Common Experiment Scenarios
| Scenario | Action | Validation Point |
|---|---|---|
| EC2 Instance Failure | stop-instances | Does Auto Scaling launch new instances? |
| AZ Failure | Stop all instances in specific AZ | Multi-AZ failover behavior |
| RDS Failover | failover-db-cluster | Application auto-reconnection |
| ECS Task Failure | stop-task | Does service restart tasks? |
| Network Latency | SSM tc command | Timeout/retry logic behavior |
CI/CD Pipeline Integration
Automated Resilience Testing
┌─────────────────────────────────────────────────────────────┐
│ CI/CD + FIS Integration Architecture │
├─────────────────────────────────────────────────────────────┤
│ │
│ [Code Commit] → [Build] → [Deploy to Staging] │
│ │ │
│ ▼ │
│ ┌─────────────────┐ │
│ │ AWS FIS │ │
│ │ Run Experiment│ │
│ └─────────────────┘ │
│ │ │
│ ┌────────┴────────┐ │
│ ▼ ▼ │
│ [Pass] [Fail] │
│ │ │ │
│ ▼ ▼ │
│ [Deploy to Prod] [Rollback + Alert] │
│ │
└─────────────────────────────────────────────────────────────┘
Pricing Structure
Pricing (US East)
| Item | Cost |
|---|---|
| Action-minute | $0.10/action-minute |
Example: Stopping 5 EC2 instances for 10 minutes
- 5 actions × 10 minutes = 50 action-minutes
- Cost: 50 × $0.10 = $5.00
Cost Optimization Tips
Cost Reduction Strategies:
├── Short experiment duration
│ └── Run only minimum time needed for validation
├── Minimize target resources
│ └── Sample resources, not entire fleet
├── Use dev/test environments
│ └── Validate in non-production before production
└── Leverage Scenario Library
└── Pre-built templates reduce trial and error
SAA-C03 Exam Focus Points
Commonly Tested Scenarios
- ✅ Resilience Testing: "Validate system behavior during failures" → AWS FIS
- ✅ Game Day: "Recreate real failure scenarios" → AWS FIS
- ✅ AZ Failure Simulation: "Verify behavior during specific AZ failure" → AWS FIS
- ✅ Automated Testing: "Resilience testing in CI/CD" → AWS FIS
- ✅ Safety Measures: "Stop conditions, CloudWatch alarm integration" → FIS Stop Conditions
Sample Exam Questions
Exam Tip
Sample Exam Question 1: "How can you verify that a Multi-AZ deployed application actually works correctly during an AZ failure?"

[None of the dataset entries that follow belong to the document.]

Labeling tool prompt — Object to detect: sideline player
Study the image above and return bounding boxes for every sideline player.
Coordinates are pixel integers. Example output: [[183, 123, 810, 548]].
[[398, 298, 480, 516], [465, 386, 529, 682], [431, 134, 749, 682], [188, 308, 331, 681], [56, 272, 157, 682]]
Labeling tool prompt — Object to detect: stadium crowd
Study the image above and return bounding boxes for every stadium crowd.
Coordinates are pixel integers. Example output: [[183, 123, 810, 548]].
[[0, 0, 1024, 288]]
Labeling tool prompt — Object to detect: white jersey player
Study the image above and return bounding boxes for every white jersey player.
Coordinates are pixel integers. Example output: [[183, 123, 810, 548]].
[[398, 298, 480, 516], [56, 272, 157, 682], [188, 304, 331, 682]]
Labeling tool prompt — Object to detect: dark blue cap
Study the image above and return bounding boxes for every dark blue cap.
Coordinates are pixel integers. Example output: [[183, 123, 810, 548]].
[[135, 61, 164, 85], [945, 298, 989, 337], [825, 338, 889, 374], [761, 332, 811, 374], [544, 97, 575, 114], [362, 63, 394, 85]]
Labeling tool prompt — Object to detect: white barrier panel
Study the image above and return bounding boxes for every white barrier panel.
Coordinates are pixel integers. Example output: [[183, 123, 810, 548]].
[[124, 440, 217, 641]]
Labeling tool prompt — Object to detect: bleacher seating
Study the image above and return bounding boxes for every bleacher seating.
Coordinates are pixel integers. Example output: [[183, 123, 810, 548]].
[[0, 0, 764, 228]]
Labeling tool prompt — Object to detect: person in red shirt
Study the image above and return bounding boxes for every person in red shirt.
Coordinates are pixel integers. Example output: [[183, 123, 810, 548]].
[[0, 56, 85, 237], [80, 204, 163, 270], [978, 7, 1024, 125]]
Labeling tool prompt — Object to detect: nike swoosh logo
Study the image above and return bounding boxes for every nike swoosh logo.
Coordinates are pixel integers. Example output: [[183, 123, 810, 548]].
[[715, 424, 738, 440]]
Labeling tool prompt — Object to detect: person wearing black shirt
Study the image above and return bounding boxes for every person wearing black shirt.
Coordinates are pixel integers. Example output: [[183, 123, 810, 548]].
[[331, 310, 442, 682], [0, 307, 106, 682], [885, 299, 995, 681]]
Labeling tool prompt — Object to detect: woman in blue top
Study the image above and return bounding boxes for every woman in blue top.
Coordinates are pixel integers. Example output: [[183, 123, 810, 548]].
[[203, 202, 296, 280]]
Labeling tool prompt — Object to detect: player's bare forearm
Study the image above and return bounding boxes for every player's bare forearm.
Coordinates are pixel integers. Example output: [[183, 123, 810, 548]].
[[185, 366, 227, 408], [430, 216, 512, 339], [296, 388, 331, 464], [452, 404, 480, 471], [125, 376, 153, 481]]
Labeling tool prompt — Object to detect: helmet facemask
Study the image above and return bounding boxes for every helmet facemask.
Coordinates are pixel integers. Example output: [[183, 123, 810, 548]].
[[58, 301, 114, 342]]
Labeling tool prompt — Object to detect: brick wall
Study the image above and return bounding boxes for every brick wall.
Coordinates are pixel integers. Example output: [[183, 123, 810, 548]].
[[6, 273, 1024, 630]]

→ Answer: AWS Fault Injection Simulator (simulate AZ failure, verify failover behavior)
Exam Tip
Sample Exam Question 2: "How can you automatically stop an FIS experiment if application error rate spikes?"
→ Answer: Link CloudWatch alarm as FIS experiment Stop Condition
Exam Tip
Sample Exam Question 3: "What measures are needed to safely run chaos engineering experiments in production?"
→ Answer: Configure Stop Conditions + Limit target resource scope + Progressive experiments
Frequently Asked Questions
Q: What's the difference between FIS and third-party chaos engineering tools?
AWS FIS integrates natively with AWS services, making IAM permissions, CloudWatch alarms, and target filtering easier. Third-party tools like Chaos Monkey and Gremlin support multi-cloud, but FIS has stronger AWS-specific features.
Q: Does FIS actually terminate resources?
Yes, it actually affects resources. The EC2 stop action actually stops instances. Always test in non-production environments first, and run with limited scope in production.
Q: What if something goes wrong during an experiment?
If Stop Conditions trigger, FIS automatically stops the experiment. You can also manually stop via console/CLI. Note that already-terminated instances must be recovered by Auto Scaling.
Q: Which regions support FIS?
FIS is available in most AWS commercial regions. Check AWS documentation for new region availability.
Q: Can FIS corrupt data?
FIS itself doesn't directly corrupt data. However, if EBS is configured to delete on instance termination, data loss can occur. Verify data backups and EBS settings before experiments.